Americans top Antetokounmpo, Greece at World Cup 69-53
By TIM REYNOLDS | Associated Press | Published: September 8, 2019
SHENZHEN, China — The MVP was good. The USA was better.
And the Antetokounmpo getting talked about most by the Americans when this much-anticipated World Cup matchup was over wasn't Giannis — but rather Thanasis, the younger brother, who sent U.S. forward Harrison Barnes sprawling with an ill-advised foul from behind on a fast break in the final moments.
Barnes avoided injury, and the U.S. avoided defeat. Kemba Walker scored 15 points and handed out six assists, Donovan Mitchell scored 10 on his 23rd birthday and the U.S. beat Greece 69-53 to move on the cusp of qualifying for the quarterfinals.
"We played well," Walker said. "We had a great game plan and we stuck to it and we were able to come out with a big win."
Giannis Antetokounmpo, the NBA's MVP from the Milwaukee Bucks, scored 15 points but sat out the fourth quarter in a move Greek officials said was made to rest him for the team's last-ditch effort to make the quarterfinals on Monday. He didn't make himself available for postgame comment, telling officials that he was too upset.
The U.S. national team has won 57 consecutive games in international tournaments with NBA players, starting with the 2006 world championships bronze-medal game and continuing through every FIBA Americas, world championships, World Cup and Olympic event since. The streak started after a 101-95 loss to Greece in 2006 — a defeat that forced the U.S. to change its program.
The Americans haven't lost in the biggest tournaments since.
"It was a good test for us," U.S. coach Gregg Popovich said. "And it helped us get better. That's our goal, to get better in every one of these games."
Barnes and Derrick White each scored nine for the U.S., which can clinch a quarterfinal berth Monday in multiple ways — the simplest being a win over Brazil. There also are ways for the U.S. to move on even if it loses Monday.
It was the first time a reigning MVP faced the U.S. in a major tournament, and Giannis Antetokounmpo has made no secret of how much this event means to him. His eyes were closed as he mouthed along with the words of Greece's national anthem pregame, and when the ball went up he came out firing.
He spun his way to a layup on the first possession, made a 3-pointer on Greece's second possession and got fouled on a baseline drive on the next trip down the floor. That was five points in the first 43 seconds for Antetokounmpo — but nothing came easy the rest of the way, as the U.S. used no fewer than five different defenders on him at times.
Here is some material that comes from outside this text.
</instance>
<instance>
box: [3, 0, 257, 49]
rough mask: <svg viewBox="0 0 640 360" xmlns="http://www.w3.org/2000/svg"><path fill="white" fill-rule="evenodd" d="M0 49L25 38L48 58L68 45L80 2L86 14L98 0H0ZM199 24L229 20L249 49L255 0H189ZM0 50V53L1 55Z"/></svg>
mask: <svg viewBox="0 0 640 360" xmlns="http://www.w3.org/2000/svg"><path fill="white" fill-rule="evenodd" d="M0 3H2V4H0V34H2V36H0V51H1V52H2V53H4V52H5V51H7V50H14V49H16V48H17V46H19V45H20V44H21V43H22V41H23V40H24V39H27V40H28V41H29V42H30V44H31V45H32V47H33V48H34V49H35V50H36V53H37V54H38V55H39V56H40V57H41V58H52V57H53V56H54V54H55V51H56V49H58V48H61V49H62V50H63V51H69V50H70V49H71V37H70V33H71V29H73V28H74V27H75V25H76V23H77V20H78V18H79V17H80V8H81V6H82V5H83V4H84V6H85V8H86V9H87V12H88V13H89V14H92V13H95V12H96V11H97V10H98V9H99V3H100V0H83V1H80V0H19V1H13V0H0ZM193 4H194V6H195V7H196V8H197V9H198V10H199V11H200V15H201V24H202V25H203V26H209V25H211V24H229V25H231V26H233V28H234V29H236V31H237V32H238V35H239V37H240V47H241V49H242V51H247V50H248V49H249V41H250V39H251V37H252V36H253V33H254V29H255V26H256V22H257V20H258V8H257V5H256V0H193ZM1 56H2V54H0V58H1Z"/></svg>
Barnes drew the initial assignment, followed by the MVP's Milwaukee teammate Khris Middleton, Jaylen Brown, Marcus Smart and Myles Turner.
"We just wanted to make it as hard as possible for him, and I think we did a good job," Smart said.
Antetokounmpo had a steal and dunk late in the third, which got plenty of fans out of their seats and Greek fans waving flags. But his night ended soon afterward, although the drama was still going.
His brother's foul from behind on Barnes came with 1:43 left in a 13-point game — Barnes jumped a pass for a steal near midcourt, had a clear path for a dunk and Thanasis Antetokounmpo sent him tumbling to the court with a hard hit that was ruled a common foul. Players from both teams engaged in words immediately after the play and again after the horn, and Barnes said he never got an apology.
"Game was over, so probably was a frustration play or something of that nature," Barnes said.
The U.S. has held Japan and Greece to a combined 98 points in the last two games. That represents the fewest points the U.S. has allowed in consecutive games of a major international tournament since the 1988 Olympics, when the Americans gave up 92 in a two-game stretch against Egypt and Puerto Rico.